In Lieu of an Introduction

I’m still working on a proper introduction. But in lieu of that, I thought I’d get the process started by outlining some posts I wrote over the summer. I know Greg is planning to do the same. Definitely check out his list – the man has put up some awesome content during the last two months.

Just one note before that. The PLoS team set us up with Google Analytics, which gives us lots of stats to play with. The one that most impresses me is that in the first three days of launch, visitors from 51 countries came to Neuroanthropology. 51 countries. Wow! Just that stat alone makes what we do here worthwhile.

All right, onto the reading!

Some Recent Posts:

People, Not Memes, Are the Medium!
Here I critique Susan Blackmore’s NY Times essay on memes and temes.
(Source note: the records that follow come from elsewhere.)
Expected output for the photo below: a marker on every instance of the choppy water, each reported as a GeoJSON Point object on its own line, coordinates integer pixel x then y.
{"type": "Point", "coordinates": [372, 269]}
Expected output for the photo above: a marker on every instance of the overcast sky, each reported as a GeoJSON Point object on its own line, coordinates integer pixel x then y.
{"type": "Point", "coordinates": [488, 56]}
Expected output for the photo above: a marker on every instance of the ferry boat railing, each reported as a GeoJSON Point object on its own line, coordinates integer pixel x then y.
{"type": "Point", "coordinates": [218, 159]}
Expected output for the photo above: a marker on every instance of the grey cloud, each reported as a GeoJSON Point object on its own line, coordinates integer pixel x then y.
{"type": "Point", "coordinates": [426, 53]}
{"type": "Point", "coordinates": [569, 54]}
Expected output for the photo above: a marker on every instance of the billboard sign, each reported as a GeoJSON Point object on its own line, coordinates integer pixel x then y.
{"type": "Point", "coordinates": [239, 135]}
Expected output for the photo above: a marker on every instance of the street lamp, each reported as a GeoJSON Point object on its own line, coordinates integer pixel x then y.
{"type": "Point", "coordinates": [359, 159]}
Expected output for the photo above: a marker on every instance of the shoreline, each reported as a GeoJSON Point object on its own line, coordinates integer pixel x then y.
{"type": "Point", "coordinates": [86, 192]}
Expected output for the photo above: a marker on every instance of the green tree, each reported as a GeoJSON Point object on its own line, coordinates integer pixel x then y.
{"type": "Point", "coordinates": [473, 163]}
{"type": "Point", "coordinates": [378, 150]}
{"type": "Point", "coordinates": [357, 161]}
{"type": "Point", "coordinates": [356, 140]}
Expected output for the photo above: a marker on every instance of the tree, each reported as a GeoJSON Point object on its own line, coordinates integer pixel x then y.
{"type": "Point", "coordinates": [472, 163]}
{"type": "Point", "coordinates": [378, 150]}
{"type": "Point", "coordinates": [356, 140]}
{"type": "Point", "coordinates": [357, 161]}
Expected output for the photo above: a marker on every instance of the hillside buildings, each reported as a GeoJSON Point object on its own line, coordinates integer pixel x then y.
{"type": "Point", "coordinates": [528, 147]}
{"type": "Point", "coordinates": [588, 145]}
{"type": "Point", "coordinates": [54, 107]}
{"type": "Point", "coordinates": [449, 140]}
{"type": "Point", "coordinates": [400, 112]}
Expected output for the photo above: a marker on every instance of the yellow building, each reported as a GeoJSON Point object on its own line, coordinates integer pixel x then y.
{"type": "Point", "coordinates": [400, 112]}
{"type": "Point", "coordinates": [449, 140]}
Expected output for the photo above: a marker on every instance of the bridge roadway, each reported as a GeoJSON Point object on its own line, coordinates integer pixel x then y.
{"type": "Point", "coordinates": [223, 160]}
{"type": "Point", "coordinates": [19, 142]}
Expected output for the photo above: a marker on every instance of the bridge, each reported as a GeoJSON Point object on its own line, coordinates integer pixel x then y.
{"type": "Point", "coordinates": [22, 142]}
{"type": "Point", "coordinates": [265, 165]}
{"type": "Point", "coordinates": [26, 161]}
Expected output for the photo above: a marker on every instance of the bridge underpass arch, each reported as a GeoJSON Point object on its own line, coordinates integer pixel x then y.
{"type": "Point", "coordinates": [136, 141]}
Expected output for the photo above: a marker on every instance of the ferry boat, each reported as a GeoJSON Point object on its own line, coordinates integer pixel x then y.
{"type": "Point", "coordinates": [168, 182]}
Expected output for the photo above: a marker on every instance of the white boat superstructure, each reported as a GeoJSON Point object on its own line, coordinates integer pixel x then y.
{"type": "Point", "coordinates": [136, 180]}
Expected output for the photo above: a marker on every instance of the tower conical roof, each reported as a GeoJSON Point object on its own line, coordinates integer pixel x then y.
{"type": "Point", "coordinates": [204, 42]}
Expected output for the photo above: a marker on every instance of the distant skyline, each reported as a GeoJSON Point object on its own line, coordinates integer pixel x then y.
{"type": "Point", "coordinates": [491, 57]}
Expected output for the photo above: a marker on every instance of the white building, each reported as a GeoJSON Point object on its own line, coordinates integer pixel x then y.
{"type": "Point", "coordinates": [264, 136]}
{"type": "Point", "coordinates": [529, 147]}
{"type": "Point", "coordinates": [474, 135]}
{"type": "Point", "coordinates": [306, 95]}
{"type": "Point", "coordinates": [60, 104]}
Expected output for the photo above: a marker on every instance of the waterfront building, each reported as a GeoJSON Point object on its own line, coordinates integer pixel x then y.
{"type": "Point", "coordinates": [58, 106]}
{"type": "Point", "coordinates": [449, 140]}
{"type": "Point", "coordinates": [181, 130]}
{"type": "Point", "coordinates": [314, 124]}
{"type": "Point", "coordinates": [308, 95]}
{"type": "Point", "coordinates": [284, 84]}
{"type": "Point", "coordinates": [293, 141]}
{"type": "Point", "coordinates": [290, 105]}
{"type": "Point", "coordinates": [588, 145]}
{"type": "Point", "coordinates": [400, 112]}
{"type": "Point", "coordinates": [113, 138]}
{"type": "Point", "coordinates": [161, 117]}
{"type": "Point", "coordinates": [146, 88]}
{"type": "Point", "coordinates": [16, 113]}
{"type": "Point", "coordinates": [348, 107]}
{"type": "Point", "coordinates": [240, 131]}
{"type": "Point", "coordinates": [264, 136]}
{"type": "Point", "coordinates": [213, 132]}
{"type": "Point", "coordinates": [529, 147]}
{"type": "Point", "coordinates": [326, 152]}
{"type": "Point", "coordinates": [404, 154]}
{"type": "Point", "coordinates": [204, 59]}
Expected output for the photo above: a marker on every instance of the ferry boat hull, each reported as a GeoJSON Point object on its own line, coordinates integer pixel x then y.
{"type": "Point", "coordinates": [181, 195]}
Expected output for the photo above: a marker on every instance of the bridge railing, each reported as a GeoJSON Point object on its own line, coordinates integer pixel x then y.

Simple message, memes might be flashy, but people are real.

Your Brain Unleashed – Outdoors and Out of Reach
Do brain scientists on a rafting trip really help us understand how technology affects the brain? No. How better to understand the impact of technology of the brain, and why “nature as escape” is as much a social thing as a change in scenery.

Virginia Heffernan vs. ScienceBlogs
Heffernan launched a broad-side critique of ScienceBlogs, and in the process got several things wrong. Here I ask, Did she get some things right about the present state of science blogging?

Edge: Getting at the Neuroanthropology of Morality
Edge put up a seminar on the “new science of morality” and tried to justify it as being driven by evolution and biology. Here I show that most of their scholars are actually doing neuroanthropological work.

Behavioral Economics Is Not All That
It might be a hot topic. But it still packs in faulty assumptions, and is definitely not the cure-all for policy that some people claim.

Note on Image: The photo comes from Aries Photos. Here’s the original link.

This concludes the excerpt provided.